There's no way of knowing how any of us would react to the trauma and stress of surviving a zombie apocalypse, but I spent the better part of "TS-19" feeling frustrated with the way almost everyone was reacting to almost everything:

  • Like Dr. Jenner deciding to lock a bunch of clueless men, women and children inside an oven that was set to explode in an hour, and refusing to answer their questions about that.
  • Like everyone getting so monumentally wasted and carrying bottles of wine around like the CDC is their freshman dorm--and Dr. Jenner letting them do it! "Maybe if they're drunk they won't notice the huge red clock counting down to our collective demise. Because if there's one thing that is important to me, it is leaving this world as a mass murderer due to my withholding vital information until the last possible second."
  • Shane is starting to lay it on so thick with the hints about his and Lorrie's affair to the point that we must now conclude that Grimes, our hero, is more than a tad bit slow. (Grimes: "Oh, weird scratches on your face, Shane. I've never seen you do that before. You must have dreamed you were a tiger! Why are you always looking at my wife that way? No, you know what, clearly not imporant. More wine!")
  • Where the crap is Merle? And why doesn't Daryl care anymore?
  • And Morgan and his son? Remember them? The Walking Dead doesn't. 
  • We're all sad about Amy, Andrea. But at a certain point (I think it's the 2-day mark) your debilitating sorrow becomes self-indulgent and obnoxious. EVERYBODY'S EVERYBODY DIED. You don't see them hugging their knees in the shower and quietly resigning to suicide and being such a total Andrea about it.
  • Speaking of showers: If you didn't laugh at Shane melodramatically drinking wine straight out of the bottle during his, then get your brain scanned, because maybe it's undead.
  • Ed's wife was keeping Grimes' grenade in her purse the whole time? THE WHOLE TIME? What a terribly unsafe and weirdly secretive decision for a mother to make. "Here, I'll just keep this sensitive explosive safe and warm next to my checkbook and not tell anybody about it. Just in case!" Deus ex machinas in zombie apocalypse scenarios are, by definition, allowed to get pretty implausible, but they probably shouldn't make me laugh so hard.
  • Whoever programmed the CDC's end-of-days decontamination protocol clearly majored in Overkill at Drama Queen University. I understand that The Walking Dead  wanted to "go out with a bang" for season 1, but watching a building self-destruct in such a massively overzealous way made me go out with a laugh, not a gasp. It was such an obvious "wipe the slate clean, go back to square one" move that made all that time we just spent inside the CDC effectively useless. They didn't learn anything. They didn't gain anything. All they did was lose Jacqui (RIP Jacqui!) and get hangovers. It's hard to imagine that even Grimes believed it when he said there's always hope. The CDC building clearly disagreed, and it knows everything!
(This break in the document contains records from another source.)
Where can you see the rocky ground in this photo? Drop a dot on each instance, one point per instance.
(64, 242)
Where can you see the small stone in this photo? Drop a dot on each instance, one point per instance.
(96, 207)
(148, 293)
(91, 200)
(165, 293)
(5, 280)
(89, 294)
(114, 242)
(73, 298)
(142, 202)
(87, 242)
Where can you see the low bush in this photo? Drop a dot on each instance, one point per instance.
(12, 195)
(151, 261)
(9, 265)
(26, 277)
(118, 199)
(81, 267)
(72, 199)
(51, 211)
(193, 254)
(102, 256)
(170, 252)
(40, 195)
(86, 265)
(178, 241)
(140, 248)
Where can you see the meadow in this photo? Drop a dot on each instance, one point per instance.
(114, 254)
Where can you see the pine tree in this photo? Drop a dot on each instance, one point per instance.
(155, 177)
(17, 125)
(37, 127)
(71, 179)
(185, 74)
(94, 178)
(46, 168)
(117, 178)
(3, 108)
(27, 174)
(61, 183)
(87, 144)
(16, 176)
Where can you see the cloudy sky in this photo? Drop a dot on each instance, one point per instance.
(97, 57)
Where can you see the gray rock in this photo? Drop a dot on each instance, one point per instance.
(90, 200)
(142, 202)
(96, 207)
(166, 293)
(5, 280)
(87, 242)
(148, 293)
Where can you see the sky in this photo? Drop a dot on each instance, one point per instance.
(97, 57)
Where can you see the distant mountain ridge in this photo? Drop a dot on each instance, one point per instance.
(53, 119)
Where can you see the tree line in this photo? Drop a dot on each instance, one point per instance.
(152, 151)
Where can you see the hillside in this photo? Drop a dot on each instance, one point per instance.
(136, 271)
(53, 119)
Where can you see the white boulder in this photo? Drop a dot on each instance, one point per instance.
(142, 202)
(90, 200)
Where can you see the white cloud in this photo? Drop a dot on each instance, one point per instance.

With all the time it spent on wine and hot showers and the withholding of vital information for dramatic but illogical reasons, "TS-19" felt more like a middle-of-the-season, catch-your-breath-and-regroup sort of episode, not a final episode in an otherwise impressive first chapter. Not that I can blame the series for that--six episodes simply isn't enough time to build up to a finale.

For all my sarcastic nit-picking, I still think The Walking Dead is one of the best new series of the year, and I have reserves of hope stored up for season 2. Maybe a clean slate isn't a bad thing. I actually prefer it to spending more time with Dr. Downer in the CDC. Still, all these character problems in "TS-19" left me less curious than I'd like to be about the season's final questions: Where will Grimes and his gang go now? What did Dr. Jenner whispered to Rick? Will Rick ever find out about Shane and Lorrie? I care, and I will tune in The Walking Dead season 2 in late 2011 to find out. But I'm feeling a little bit Andrea about it.

What did you think of "TS-19"? Did you like it more than I did?

What do you hope to see in The Walking Dead season 2? Theories on what's to come in 2011?